RAJA: Managing Application Portability for Next-Generation Platforms
Advanced technology (AT) system node architectures are becoming more complex and diverse as hardware vendors strive to deliver performance gains within constraints such as power usage. This makes transforming codes so they can run efficiently on multiple platforms increasingly time consuming and difficult.
The challenges are particularly acute for Advanced Simulation and Computing (ASC) Program multiphysics codes, which are essential tools for Livermore’s nuclear stockpile stewardship mission. A typical large integrated physics code contains millions of lines of source code and tens of thousands of loops, in which a wide range of complex numerical operations are performed. Variations in hardware and parallel programming models make it increasingly difficult to achieve high performance without disruptive platform-specific changes to application software.
To address this challenge, computer scientists Richard Hornung and Jeff Keasler are developing RAJA, a software abstraction that systematically encapsulates platform-specific code to enable applications to be portable across diverse hardware architectures without major source code disruption. RAJA is designed to integrate with existing codes and provide a development model for new codes to be portable from inception. Basic insertion of RAJA enables a code to run on different platforms. Then, architecture-specific tunings can be pursued within the RAJA layer without substantial application code disruption.
The fundamental conceptual abstraction in RAJA is an inner loop, where the overwhelming majority of computational work in most physics codes occurs. The main idea promoted by RAJA is a separation of loop bodies from their iteration patterns, to encapsulate various execution issues.
Hydrodynamics packages in ARES and KULL were used to evaluate basic RAJA usage. LULESH, a proxy for the Lagrange hydrodynamics algorithm in ALE3D, was used to demonstrate RAJA flexibility and more advanced concepts. Hornung explains, “These codes use very different software constructs, mesh types, and methodologies for looping over mesh-based data. Parts of our evaluation used the RAJA reference implementation while others required specialization of RAJA concepts for specific code situations. Such customization is a fundamental design goal of RAJA.”

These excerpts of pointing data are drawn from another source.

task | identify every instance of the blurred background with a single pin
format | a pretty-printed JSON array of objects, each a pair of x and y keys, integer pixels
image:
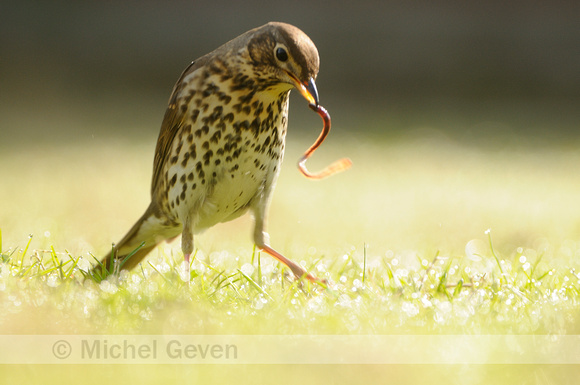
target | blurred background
[
  {"x": 459, "y": 116},
  {"x": 477, "y": 71}
]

Nearly all loops in the ARES Lagrangian hydro package were converted to RAJA. Nominal runs on the Blue Gene/Q platform (Livermore’s current Advanced Technology system, Sequoia) yielded a 50% speedup by introducing four-way OpenMP inner loop threading. KULL performance was studied on a loop-by-loop basis; some loops saw no benefit while others saw close to perfect four-fold speedup. Such speedups are due to hardware threading, which is not typically used in ASC’s message-passing interface–usually, only codes are used due to memory limitations. Thus, these gains are a pure performance win over the status quo.
This work proved key aspects of RAJA. It is sufficiently flexible to support Livermore production codes; it can enhance readability and maintainability as opposed to other programming models that can “clutter” code, such as directive-based models; and it can enable easy exploration of different programming models and data layouts (for example, switching between OpenMP and CUDA and reordering loops and data is simplified.)
Based on these investigations, several avenues of future work will be pursued, including continued RAJA development and exploration of portability issues related to future AT platforms, such as Trinity (Intel many-integrated core) and Sierra (GPU). Compiler features and optimization issues required for RAJA are being addressed with vendors through Trinity and Sierra “centers of excellence” and other co-design activities. Several Livermore production codes are also actively moving toward adopting RAJA.